3D structures of bacterial supramolecular assemblies by solid-state NMR

In the last decade, solid-state NMR has emerged as a powerful technique in structural biology as it gives access to structural information for systems that are insoluble or do not crystallize easily. Furthermore, the technique allows for the characterization of chemical details (e.g. protonation of side chains), the interaction with water and/or lipid molecules, and functionally important protein dynamics. For solid-state NMR investigations, samples are placed in a strong superconducting magnet (external field up to 20 T, i.e. ~400,000 times stronger than the earth’s magnetic field), spun rapidly (up to 100,000 rotations per second; magic-angle spinning), and probed by radio waves. Important applications concern membrane proteins in the context of native-like liposomes and the 3D atomic structure determination of molecular machines.
In our ERC project we focused on the characterization of protein structure, dynamics and function of three different bacterial systems of interest: The bacteria-specific cytoskeletal element bactofilin (Caulobacter crescentus: subunit name BacA), the type i pilus rod (Uropathogenic E. coli: subunit name FimA), and the type iii secretion system needle (Shigella flexneri: subunit name MxiH). Those systems have in common that the respective subunits polymerize and form supramolecular assemblies that may be part of complex molecular machines. As a consequence of their size and insolubility they pose a significant challenge to the standard techniques for 3D protein structure determination at atomic resolution, which are X-ray crystallography and solution NMR. In contrast, solid-state NMR neither requires solubility nor long-range order and can thus in principle be readily applied to those systems. It was a major goal of this project to demonstrate that structure, dynamics and function of such systems can indeed be characterized by solid-state NMR, possibly in combination with data from cryo-electron microscopy (cryo-EM). Cryo-EM has recently witnessed tremendous progress and it perfectly complements solid-state NMR data (which provide local information on secondary structure, subunit tertiary structure and subunit-subunit intermolecular restraints) by providing global information on the assembly (rigid body positioning of the subunits, symmetry, diameter etc.).
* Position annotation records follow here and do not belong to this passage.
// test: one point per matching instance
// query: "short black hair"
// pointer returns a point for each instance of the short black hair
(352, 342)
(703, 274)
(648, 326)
Importantly, we determined the structures of bactofilin and of the type i pilus rod and thereby demonstrated the power of solid-state NMR for the study of supramolecular protein assemblies. In both cases we complemented the data from solid-state NMR with data from other structural methods (solution NMR, electron microscopy). It is now increasingly recognized that hybrid approaches are important tools to address the structures of complex molecular machines and with our studies we could increase the knowledge in this growing research field.

The structure of the type i pilus yielded valuable information on the atomic scale, but in general corroborated/refined existing earlier coarse models. In contrast, the bactofilin structure revealed a very surprising beta-helical fold with six windings. Such a beta-helical architecture had never been observed before for other cytoskeletal filaments. Interestingly, however, the structure bears similarities to that of the fungal prion protein HET-s.